First time posting on this, so apologies if I mess anything up. I'm having an issue with my circuit that I'm having difficulty figuring out. I am using a TIP120 transistor to turn an LED on/off. The LED has a max operating current of 1A. I'm using a 1A buckpuck LED driver to power the LED, and this is a diagram of what my circuit looks like (wasn't sure what to do with the Arduino, sorry, so I just subbed in a voltage source):
The LED turns on and off when it's supposed to (I'm using an Arduino output pin connected to the TIP120 base through a small resistor). However, the brightness of the LED will sometimes start off very low, and over time (30s to a couple minutes) ramp up in brightness. I'm not sure what is causing this delay- I've tried with multiple LEDs and the behavior is the same, so I don't think it's that. My guess is that somehow I'm messing up the transistors?
I've linked to the product info for the buckpuck I'm using: http://www.luxdrive.com/content/3021-BuckPuck.pdf
And the LEDs: https://www.ledsupply.com/leds/luxeon-rebel-color-leds
I'm also powering the buckpuck with a 12V 4.20 A DC power supply.
Hopefully I didn't miss anything, would appreciate any advice. Thanks!

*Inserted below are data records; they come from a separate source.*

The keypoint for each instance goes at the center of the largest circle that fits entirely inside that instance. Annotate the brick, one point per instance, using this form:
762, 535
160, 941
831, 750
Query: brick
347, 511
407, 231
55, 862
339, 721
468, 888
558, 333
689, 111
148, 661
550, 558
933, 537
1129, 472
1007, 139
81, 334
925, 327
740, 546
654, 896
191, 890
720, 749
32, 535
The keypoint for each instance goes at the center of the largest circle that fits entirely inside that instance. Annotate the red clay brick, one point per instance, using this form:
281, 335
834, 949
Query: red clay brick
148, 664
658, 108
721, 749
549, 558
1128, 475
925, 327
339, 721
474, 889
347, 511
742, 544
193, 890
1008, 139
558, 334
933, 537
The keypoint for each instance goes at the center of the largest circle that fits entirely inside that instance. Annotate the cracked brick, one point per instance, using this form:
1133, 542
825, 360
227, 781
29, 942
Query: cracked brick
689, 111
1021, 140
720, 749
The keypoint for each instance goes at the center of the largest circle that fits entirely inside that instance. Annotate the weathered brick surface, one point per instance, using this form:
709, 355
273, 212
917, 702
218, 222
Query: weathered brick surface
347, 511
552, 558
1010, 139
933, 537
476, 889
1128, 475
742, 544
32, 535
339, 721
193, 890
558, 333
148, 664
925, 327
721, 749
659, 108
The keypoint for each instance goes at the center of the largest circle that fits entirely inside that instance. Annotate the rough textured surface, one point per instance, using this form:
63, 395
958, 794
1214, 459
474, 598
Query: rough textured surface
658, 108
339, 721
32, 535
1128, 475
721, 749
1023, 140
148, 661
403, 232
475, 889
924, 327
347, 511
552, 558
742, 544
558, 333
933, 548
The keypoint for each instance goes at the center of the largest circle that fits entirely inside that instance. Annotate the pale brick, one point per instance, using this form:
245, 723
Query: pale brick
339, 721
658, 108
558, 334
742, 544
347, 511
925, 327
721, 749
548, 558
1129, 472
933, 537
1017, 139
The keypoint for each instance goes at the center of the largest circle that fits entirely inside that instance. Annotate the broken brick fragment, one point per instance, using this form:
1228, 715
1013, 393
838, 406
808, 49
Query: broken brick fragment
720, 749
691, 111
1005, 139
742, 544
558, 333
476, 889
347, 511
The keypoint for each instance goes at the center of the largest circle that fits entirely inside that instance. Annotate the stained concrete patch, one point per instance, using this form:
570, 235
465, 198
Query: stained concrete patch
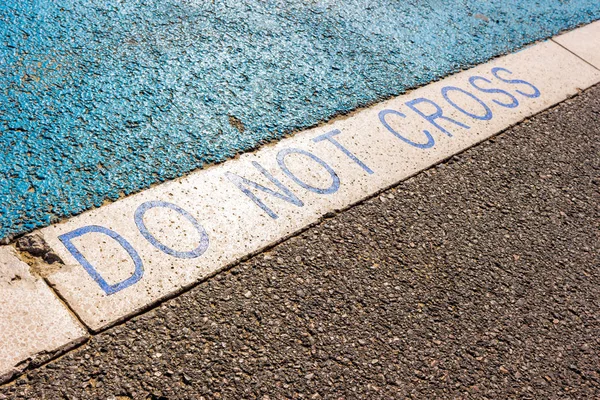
34, 324
123, 257
585, 42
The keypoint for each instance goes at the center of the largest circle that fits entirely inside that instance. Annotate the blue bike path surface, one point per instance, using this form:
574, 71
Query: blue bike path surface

This is the buckpuck configuration I'm using, with an external pot and a switch to control intensity. Without the transistor, this circuit works as expected. However, as soon as I add a transistor in the configuration posted above, the LED intensity becomes unreliable. The LED- terminal of the buckpuck is grounded, while the LED+ terminal of the buckpuck leads to the anode of the LED, and the cathode of the LED is connected to the collector.
If it helps, this is a screenshot of my Eagle schematic showing some more of the connections. I will try to make a more complete diagram once I have a mouse again. The LED560 label on the base connects to an Arduino GPIO pin via a 330 ohm resistor.
Thanks everyone for the quick answers. Configuring the circuit as in Figure 13 of the buckpuck datasheet works, and I now understand why it was a bad idea to use the TIP120, especially since the buckpuck driver already allows for logic-level control.